Eddie, our middle son, is great friends with their oldest boy, so it was a no-brainer that I’d ask if Eddie could stay there. But we wanted our Andrew close by his brothers and he doesn’t really have a friend in the neighborhood whose parents we know. So since Eddie’s friend has a younger brother we asked those parents. In their infinite kindness, they said they’d love to have both boys over (never mind that we later learned it was over their wedding anniversary).

If guilt was a crime…

So I’d closed the business, pawned the oldest onto his BFF’s family, and the younger two out to people that should have said no, but didn’t. If guilt was a crime, I’d have been doing time.

But then I came home

And the business was fine. People didn’t give up on Cookie Text because we closed for one day. And the boys were fine. Apparently more than fine.

I went to pick up the younger two and the mom said, “They are the most well-mannered boys I’ve ever met. They say ‘please’ and ‘thank you’. They don’t run in and out of the house. They say ‘excuse me’ when they want to leave the table. And my youngest usually gets his feelings hurt when kids are over. He never did. They included him in everything. I seriously need to send my boys to your family for a week for boot-camp.”

So…there’s that little victory.

I guess it’s simply the life of the working mom.
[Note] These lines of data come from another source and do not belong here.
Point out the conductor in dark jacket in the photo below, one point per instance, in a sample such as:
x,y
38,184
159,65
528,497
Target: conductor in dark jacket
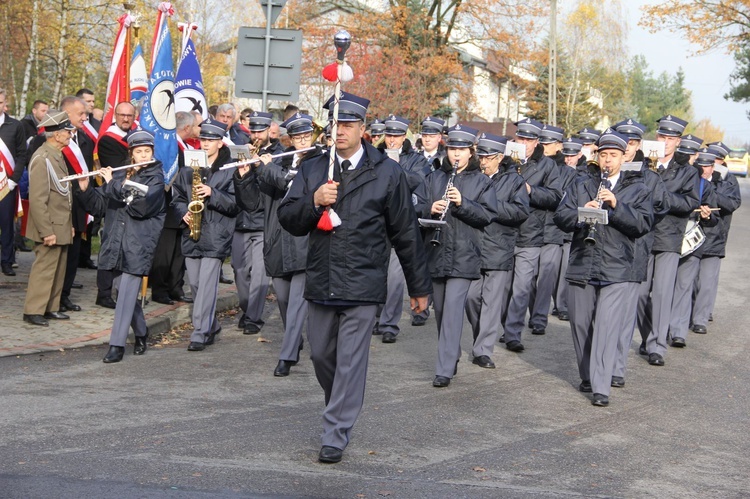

Wanting to raise kids that don’t feel neglected and bloom where they are planted…Wanting to raise well-mannered kids that aren’t personality-less drones.

The kind words my friend said about my boys were exactly what I needed to hear to make me believe that although I was constantly juggling the business and the family, I was managing to keep all the balls in the air. It was a huge sigh of relief.

And though it was barely sufficient thanks for someone caring for my kids for 2 nights, I did arrive at pick-up time with a thank you CookieText®…and Doug!